La Cour européenne des droits de l’homme rejette la saisine des requérants, faute pour eux d’avoir épuisé les voies de recours internes. Poursuivis au Royaume-Uni, notamment sur la base de données captées en France et transmises par décision d’enquête européenne aux autorités britanniques, les intéressés auraient dû contester la légalité de la captation devant les juridictions françaises pour valablement saisir la Cour à l’encontre de la France. 

La décision de la Cour européenne relative à la validité de la captation des données d’EncroChat par les autorités françaises était particulièrement attendue, d’autant que la Cour de justice de l’Union européenne s’était récemment prononcée sur le sujet. Toutefois, cette décision d’irrecevabilité n’éclaire que partiellement le contentieux en la matière.

La captation des données en France

EncroChat était un dispositif de communication chiffré qui fonctionnait en réseau fermé par téléphone mobile et qui ne fut distribué que de manière occulte et clandestine de 2016 à 2020. La saisie de plusieurs téléphones possédant ce dispositif dans des affaires différentes a conduit les autorités françaises, par recoupement d’informations, à ouvrir une enquête préliminaire des chefs d’associations de malfaiteurs qui visait les utilisateurs d’EncroChat et les personnes ayant permis sa diffusion en France. Diverses mesures de captations des données, autorisées et reconduites par le juge des libertés et de la détention, furent mises en place sur l’ensemble des appareils reliés au réseau EncroChat.
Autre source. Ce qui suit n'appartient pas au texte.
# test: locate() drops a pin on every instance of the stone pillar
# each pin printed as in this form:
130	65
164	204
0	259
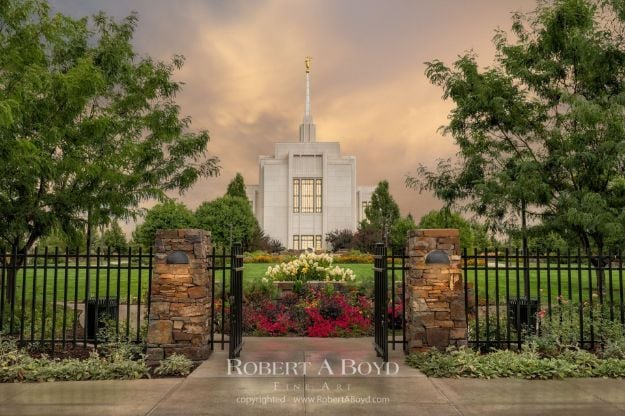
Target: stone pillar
179	320
435	292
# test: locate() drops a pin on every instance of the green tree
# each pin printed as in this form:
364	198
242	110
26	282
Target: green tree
88	127
168	215
544	128
113	237
472	235
229	219
367	237
236	187
399	233
383	210
340	239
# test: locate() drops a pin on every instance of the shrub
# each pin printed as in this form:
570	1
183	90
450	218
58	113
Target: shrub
16	365
174	365
309	267
527	364
340	239
314	313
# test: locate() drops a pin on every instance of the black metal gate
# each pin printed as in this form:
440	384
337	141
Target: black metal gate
389	309
236	301
380	301
227	299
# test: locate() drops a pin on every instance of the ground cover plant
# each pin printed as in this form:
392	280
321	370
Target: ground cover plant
313	312
551	351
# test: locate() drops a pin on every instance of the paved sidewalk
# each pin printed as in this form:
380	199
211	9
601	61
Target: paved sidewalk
211	391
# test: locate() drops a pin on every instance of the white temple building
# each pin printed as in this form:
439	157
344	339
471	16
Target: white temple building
307	189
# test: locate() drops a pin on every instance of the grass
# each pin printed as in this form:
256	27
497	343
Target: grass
549	286
74	282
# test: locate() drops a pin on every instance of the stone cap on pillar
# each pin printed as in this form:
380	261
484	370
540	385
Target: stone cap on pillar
434	232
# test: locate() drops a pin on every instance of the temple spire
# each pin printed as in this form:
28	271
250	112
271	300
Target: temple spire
307	129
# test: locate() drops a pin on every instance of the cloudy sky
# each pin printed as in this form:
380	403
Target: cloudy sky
244	75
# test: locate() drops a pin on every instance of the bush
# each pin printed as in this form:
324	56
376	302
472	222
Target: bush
174	365
527	364
16	365
314	313
340	239
309	267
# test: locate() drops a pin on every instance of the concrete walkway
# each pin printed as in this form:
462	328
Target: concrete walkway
210	390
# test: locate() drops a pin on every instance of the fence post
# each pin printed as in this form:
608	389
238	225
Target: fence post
436	308
179	319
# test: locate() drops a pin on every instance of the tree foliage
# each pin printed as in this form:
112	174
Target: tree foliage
383	211
88	128
340	239
472	235
544	126
236	187
113	237
399	233
229	219
168	215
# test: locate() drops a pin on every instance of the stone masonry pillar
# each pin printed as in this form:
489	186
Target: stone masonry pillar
435	292
179	320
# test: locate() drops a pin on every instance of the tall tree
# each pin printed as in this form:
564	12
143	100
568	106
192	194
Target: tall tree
229	219
88	128
472	234
168	215
399	233
113	237
236	187
542	130
383	210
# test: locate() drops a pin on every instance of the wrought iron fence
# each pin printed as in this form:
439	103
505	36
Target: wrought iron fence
53	298
509	295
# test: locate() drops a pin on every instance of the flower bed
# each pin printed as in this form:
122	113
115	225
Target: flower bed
309	267
314	313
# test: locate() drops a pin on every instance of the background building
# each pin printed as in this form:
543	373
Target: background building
307	189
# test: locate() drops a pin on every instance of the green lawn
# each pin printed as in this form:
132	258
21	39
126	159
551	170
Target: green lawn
548	285
104	282
75	283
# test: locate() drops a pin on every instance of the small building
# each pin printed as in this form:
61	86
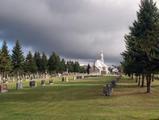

Ces mesures étaient motivées en ce que les premières investigations avaient démontré que les téléphones concernés étaient utilisés dans le cadre d’activités criminelles générant des revenus considérables et que les terminaux EncroChat étaient utilisés à des fins criminelles. Les captations ont porté sur près de 40 000 terminaux et ont été permises par un logiciel créé par une équipe commune d’enquête. Un dossier fut parallèlement ouvert auprès d’Europol, ce qui a conduit la France à proposer aux autorités britanniques (le Royaume-Uni étant alors encore membre de l’UE) de mettre à leur disposition les données concernant les utilisateurs localisés sur leur territoire.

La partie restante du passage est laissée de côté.